Tuduhan SEC mengenai manipulasi laporan keuangan terbilang langka. Hanya ada 347 kasus yang
diinvestigasi SEC dalam 12 tahun, di antara ribuan perusahaan publik di pasar modal. Dari 347 kasus
tersebut, hanya dalam 87 kasus di mana auditor dikenakan sanksi.

Meskipun tidak banyak, analisis atas 87 kasus fraud ini akan memberikan pencerahan bagi para
auditor dan pihak lain yang peduli terhadap peningkatan mutu audit, khususnya dalam konteks
mendeteksi salah saji material yang disebabkan oleh fraud.

Berikut ini rangkuman temuan utama investigasi SEC.

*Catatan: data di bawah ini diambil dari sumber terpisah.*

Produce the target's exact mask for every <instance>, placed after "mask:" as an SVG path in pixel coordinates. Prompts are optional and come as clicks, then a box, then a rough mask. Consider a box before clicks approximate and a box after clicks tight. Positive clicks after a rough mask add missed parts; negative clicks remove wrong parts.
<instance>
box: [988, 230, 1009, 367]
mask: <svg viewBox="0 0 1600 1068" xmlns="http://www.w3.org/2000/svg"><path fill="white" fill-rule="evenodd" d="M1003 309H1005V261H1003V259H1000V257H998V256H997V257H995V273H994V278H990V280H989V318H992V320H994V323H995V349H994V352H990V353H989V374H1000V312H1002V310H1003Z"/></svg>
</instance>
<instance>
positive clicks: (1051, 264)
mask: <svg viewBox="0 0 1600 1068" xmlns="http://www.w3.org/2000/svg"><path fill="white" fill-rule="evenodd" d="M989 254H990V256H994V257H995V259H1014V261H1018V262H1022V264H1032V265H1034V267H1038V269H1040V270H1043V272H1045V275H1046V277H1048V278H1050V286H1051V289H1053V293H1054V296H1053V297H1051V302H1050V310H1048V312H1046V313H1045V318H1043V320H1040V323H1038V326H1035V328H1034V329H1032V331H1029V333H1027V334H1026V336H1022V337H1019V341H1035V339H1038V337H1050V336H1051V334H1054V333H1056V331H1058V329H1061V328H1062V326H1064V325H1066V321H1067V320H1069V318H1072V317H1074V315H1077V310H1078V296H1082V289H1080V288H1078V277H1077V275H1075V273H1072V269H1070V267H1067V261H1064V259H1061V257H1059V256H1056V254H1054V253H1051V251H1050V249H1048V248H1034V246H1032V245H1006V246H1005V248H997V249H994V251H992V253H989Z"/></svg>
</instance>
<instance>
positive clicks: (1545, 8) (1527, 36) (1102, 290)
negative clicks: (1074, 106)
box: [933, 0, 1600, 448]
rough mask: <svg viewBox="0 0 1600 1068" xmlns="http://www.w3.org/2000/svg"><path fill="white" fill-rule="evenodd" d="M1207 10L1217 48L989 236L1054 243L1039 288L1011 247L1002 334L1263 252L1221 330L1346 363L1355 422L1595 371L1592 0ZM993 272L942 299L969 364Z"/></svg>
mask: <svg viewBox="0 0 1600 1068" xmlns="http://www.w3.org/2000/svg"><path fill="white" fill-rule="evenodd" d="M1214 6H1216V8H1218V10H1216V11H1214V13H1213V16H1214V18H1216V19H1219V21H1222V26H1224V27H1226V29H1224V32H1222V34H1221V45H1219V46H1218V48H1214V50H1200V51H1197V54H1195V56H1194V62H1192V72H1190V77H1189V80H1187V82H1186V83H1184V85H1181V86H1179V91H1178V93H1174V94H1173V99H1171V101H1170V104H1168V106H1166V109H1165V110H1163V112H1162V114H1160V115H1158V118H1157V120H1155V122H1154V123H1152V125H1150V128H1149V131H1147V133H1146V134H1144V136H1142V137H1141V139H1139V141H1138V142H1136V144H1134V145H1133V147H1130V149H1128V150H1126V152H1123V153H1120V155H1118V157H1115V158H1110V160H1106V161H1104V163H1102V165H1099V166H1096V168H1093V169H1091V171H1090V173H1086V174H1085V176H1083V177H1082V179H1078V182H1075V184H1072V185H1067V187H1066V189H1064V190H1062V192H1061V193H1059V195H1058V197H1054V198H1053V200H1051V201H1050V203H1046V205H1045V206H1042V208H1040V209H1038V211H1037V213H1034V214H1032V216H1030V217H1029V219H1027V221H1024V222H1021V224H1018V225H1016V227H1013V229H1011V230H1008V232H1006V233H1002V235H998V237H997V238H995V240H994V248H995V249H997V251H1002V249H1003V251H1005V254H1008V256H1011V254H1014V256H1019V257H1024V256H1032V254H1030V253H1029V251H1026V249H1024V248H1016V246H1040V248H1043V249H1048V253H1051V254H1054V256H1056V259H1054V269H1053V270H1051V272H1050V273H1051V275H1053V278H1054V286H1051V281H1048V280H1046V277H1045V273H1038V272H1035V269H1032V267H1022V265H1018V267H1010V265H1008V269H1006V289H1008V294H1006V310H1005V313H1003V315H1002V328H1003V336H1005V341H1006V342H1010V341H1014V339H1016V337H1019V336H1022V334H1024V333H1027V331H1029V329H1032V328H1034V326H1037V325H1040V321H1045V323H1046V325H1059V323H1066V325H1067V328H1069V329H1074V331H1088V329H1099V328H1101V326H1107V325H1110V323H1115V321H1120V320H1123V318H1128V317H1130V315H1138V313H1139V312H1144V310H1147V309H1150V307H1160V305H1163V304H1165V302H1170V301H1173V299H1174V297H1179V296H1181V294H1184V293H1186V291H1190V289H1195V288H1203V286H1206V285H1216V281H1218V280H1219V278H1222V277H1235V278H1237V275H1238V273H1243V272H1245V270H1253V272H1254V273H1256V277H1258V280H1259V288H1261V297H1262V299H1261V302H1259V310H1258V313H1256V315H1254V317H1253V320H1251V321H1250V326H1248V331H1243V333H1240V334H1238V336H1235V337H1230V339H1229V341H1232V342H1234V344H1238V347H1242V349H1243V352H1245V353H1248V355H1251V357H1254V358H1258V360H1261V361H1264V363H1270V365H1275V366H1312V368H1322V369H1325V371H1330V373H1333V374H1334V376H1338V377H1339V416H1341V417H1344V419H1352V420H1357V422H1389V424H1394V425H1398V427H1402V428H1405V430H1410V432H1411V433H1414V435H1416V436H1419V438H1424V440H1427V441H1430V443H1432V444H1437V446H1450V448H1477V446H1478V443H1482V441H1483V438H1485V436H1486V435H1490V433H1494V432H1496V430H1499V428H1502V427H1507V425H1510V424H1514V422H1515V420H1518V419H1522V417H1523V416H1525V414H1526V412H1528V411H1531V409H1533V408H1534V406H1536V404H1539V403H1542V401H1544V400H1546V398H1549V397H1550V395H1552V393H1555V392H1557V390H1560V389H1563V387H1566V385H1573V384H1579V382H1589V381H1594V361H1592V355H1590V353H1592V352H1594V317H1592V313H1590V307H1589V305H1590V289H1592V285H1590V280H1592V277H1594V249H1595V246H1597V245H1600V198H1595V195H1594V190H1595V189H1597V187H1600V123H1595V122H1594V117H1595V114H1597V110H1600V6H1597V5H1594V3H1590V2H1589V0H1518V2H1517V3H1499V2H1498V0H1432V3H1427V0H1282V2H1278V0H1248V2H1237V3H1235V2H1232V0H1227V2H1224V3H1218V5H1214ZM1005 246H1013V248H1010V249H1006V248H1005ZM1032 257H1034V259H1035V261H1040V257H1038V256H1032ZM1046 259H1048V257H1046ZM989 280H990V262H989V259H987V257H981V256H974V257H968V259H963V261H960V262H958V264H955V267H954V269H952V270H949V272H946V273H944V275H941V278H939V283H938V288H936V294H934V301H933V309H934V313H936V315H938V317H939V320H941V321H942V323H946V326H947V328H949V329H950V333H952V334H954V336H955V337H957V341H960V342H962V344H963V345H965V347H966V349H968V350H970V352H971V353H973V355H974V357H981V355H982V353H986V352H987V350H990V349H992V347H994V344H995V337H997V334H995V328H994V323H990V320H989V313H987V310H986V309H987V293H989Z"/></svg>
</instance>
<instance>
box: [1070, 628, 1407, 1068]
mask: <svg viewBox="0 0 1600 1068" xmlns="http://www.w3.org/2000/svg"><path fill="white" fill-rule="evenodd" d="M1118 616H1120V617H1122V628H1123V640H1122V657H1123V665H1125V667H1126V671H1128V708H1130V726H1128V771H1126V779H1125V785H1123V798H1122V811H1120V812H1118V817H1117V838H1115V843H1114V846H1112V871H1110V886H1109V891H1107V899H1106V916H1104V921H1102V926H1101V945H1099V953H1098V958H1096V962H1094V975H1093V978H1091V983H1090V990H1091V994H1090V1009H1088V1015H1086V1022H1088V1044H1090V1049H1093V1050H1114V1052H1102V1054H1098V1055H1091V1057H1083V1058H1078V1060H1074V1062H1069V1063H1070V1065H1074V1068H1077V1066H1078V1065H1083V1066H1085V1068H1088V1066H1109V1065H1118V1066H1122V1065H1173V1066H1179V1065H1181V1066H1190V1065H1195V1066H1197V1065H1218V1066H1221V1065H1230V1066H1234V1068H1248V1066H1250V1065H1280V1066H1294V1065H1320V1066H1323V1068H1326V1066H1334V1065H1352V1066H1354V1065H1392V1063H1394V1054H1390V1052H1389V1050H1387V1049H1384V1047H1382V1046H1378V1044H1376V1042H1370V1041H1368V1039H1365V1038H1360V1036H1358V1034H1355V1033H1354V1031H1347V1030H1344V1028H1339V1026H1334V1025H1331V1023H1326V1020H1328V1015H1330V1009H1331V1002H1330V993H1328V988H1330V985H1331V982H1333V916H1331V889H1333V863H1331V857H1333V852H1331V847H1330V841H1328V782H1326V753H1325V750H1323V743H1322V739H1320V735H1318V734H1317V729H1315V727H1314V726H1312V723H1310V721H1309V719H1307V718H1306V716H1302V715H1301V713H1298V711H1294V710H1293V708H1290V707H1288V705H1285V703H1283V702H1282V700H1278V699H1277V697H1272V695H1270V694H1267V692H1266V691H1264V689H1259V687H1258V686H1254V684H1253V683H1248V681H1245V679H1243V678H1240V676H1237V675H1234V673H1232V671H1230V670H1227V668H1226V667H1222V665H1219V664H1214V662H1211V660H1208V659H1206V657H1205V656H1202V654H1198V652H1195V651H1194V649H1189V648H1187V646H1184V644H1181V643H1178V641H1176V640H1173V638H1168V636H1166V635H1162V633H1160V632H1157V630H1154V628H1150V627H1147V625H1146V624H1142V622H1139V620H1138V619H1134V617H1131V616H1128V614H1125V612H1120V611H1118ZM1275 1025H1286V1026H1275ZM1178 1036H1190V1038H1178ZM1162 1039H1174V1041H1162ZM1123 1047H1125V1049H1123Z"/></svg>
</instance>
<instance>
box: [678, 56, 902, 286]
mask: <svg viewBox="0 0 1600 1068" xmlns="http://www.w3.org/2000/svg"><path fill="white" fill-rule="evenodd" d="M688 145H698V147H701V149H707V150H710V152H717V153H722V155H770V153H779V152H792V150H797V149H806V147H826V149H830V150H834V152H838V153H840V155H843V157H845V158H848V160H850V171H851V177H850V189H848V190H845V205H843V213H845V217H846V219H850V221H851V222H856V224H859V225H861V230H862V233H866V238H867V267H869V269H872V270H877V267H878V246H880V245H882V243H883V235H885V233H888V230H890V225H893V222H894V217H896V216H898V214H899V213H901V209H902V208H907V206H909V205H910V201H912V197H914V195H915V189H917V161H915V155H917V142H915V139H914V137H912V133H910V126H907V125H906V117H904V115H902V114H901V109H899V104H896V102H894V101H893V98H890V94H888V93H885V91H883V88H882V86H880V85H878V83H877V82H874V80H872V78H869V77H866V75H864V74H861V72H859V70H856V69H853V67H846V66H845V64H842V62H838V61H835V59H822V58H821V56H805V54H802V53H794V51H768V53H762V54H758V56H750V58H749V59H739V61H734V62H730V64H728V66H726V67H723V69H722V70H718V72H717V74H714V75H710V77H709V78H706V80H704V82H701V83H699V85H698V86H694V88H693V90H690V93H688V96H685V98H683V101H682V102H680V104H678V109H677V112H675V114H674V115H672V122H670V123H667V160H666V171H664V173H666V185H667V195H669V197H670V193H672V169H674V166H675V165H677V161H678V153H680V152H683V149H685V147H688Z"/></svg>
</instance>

1. Dari 1998-2010, SEC menginvestigasi 347 kasus yang diduga ada manipulasi laporan keuangan.
Dalam 87 kasus, auditor dikenakan sanksi. Emiten dalam ke 87 kasus ini tergolong kecil untuk ukuran
Amerika, dengan pendapatan rata-rata dan aset di bawah $40 juta. Mereka terkonsentrasi (lebih dari
40 persen) dalam empat industri utama: jasa keuangan/asuransi, pabrikasi (general manufacturing),
telekomunikasi, atau pabrikasi produk konsumen (consumer goods manufacturing).

2. Dari ke 87 kasus yang melibatkan auditor, 58 persen untuk laporan keuangan terakhir mendapat
WTP tanpa modifikasi tambahan, dan 42 persen WTP dengan paragraf penjelasan (explanatory
paragraphs) mengenai hal-hal lain yang dicatat auditor, seperti perubahan standar akuntansi atau
going concern issues.

3. Dalam penelitian ini the Big Six/Big Four dan next tier of global network dikelompokkan sebagai
"national firms". Dari 87 kasus: 46 diaudit non-national firms, 35 oleh national firms dan 6 bogus audit
(audit gadungan); dalam bogus audit ini auditor tidak melakukan prosedur audit yang berarti. Dari 35
kasus yang melibatkan national firm, sembilan ditangani Arthur Andersen.